A massive piston slammed down below, crushing the bio-bag with a sickening squelch. The centrifuge spun faster, separating the organic slurry into clean, pink paste.
"Efficiency," Jax whispered. It was the Overseer's golden rule. Why pay for food when the poor are free?
"That's sick," Ryla hissed, her fear instantly converting into anger. "He's turning us into... into sludge."
She didn't retreat. She moved forward.
"Ryla, no!" Jax reached for her, but she was already sliding down the maintenance ladder.
"I'm not stealing trash today, Jax," she growled over her shoulder. "I'm taking the evidence."
She sprinted across the catwalk toward the central console. She didn't go for the loose batteries or the scrap metal. She went for the rack of glowing blue canisters—the output of the centrifuge.
Jax scanned the room, his heart hammering against his ribs. He brought his left wrist up. His "Sniffer"—the jury-rigged sensor—was vibrating violently against his skin.
PROXIMITY ALERT. PROXIMITY ALERT.
"Ryla, you have ten seconds!"
She reached the console. Her hands moved in a blur, jacking the digital lock with her fingertips. She grabbed the central canister—a heavy, pulsating cylinder.
It wasn't labeled "Fuel." The digital readout on the side scrolled a chilling, cryptic string of code: BATCH 404: NULL-RECLAIM [PURE].
"Got it," she grinned, holding it up. It cast a ghostly blue light over her pink hair.
WHIRRR-CLICK.
The sound cut through the factory noise. It came from the ceiling.
Jax looked up. Hanging from the rafters like sleeping bats were three dark shapes. As Ryla pulled the Core, the magnetic locks on the ceiling disengaged.
Three glowing red eyes opened in the dark.
"Sentinels!" Jax screamed. "Don't move!"
Ryla froze, clutching the canister. A laser sight painted a red dot right in the center of her forehead.
Jax's mind raced. If they ran, the lasers would cut them down. If they fought, they were outgunned. He needed chaos.
He looked at his Sniffer. It was spiking red, pointing not at the drones, but at a bundle of insulated pipes running directly above the drone rack. Thermal overload.

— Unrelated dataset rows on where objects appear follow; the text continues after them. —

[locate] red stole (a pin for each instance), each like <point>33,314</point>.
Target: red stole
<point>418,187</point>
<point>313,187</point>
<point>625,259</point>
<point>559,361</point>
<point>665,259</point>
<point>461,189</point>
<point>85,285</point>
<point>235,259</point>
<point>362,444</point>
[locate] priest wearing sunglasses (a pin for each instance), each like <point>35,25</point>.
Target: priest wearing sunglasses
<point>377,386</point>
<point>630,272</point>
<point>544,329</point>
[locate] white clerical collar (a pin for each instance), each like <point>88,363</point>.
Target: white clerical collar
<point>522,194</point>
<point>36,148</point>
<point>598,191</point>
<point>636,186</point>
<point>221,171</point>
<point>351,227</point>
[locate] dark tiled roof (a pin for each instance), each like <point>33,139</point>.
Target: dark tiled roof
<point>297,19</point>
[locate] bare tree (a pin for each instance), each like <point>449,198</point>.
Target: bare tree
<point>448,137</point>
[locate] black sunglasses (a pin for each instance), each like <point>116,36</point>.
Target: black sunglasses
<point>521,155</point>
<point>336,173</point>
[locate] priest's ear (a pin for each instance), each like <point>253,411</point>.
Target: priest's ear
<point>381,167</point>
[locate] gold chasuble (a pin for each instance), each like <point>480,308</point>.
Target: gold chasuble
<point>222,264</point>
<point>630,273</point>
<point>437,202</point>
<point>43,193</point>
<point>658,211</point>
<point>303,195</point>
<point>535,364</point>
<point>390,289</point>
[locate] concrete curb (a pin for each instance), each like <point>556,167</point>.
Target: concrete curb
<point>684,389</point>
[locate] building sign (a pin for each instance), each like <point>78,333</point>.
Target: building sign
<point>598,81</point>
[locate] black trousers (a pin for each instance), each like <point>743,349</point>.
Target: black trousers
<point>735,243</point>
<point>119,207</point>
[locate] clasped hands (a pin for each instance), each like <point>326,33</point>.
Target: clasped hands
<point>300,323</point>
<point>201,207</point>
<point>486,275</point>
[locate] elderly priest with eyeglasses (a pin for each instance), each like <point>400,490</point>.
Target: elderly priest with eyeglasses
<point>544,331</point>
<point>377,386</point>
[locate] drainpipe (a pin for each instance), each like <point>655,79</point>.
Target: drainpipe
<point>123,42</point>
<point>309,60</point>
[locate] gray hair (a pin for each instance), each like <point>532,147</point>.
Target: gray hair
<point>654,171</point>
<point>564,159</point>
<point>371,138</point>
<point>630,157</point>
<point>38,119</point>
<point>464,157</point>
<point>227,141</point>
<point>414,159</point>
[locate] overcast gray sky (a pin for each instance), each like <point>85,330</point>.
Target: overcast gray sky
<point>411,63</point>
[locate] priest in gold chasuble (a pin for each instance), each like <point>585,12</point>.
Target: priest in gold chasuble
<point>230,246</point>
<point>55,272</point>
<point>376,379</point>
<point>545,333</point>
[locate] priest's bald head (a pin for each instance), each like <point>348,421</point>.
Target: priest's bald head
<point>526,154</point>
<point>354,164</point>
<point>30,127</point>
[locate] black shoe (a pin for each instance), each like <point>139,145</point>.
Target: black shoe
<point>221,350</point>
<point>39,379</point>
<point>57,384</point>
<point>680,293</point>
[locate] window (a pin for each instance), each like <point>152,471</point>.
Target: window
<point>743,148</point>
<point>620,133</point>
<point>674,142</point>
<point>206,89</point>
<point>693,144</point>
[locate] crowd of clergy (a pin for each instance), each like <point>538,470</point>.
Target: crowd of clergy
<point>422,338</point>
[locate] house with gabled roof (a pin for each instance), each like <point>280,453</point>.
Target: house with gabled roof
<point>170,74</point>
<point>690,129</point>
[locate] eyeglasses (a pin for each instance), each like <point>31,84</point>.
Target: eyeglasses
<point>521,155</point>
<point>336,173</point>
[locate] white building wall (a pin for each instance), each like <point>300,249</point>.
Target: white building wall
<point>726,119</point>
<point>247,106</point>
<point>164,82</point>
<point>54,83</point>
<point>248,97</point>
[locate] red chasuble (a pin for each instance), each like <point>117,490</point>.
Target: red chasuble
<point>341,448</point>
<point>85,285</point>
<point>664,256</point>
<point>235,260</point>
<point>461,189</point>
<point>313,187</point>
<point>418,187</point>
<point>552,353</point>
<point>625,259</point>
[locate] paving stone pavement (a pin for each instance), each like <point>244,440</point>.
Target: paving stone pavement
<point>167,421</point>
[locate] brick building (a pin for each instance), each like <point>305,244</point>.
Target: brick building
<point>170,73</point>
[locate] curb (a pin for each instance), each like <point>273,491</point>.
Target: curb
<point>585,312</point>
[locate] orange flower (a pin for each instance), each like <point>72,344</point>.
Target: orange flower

"Ryla! Drop and roll left!"
"What?!"
"DO IT!"
Jax aimed his "Spark-Gap" not at the drones, but at the thermal pressure valve on the pipe above them.
ZAP.
The arc of blue electricity hit the valve. The metal groaned, then burst.
HISSSSSS-BOOM!
A massive cloud of superheated white steam exploded into the room, engulfing the ceiling. The drones shrieked as their optical sensors were blinded by the sudden heat bloom. They fired wildly into the smoke, missing Ryla by inches.
"Run!" Jax yelled, vaulting over the railing. He landed next to Ryla, grabbing her arm. "The steam won't hold them for long!"
"I got the goods!" she panted, coughing in the sudden humidity.
"You woke the dogs!" Jax pulled her toward the back wall. "The vent is blocked by the Stalkers. We have to take the chute!"
"The garbage chute?!" Ryla looked at the slick, grime-covered hatch labeled Bio-Waste Output. "It smells like death!"
"It goes down! We go down!"
The three drones emerged from the steam cloud, their red eyes scanning the floor.
Jax didn't wait. He kicked the manual release lever of the hatch. The floor beneath them opened up.
They fell into the darkness, sliding down a slick, stinking tube meant for bone and gristle, clutching the glowing evidence of a crime that would turn the entire city against them.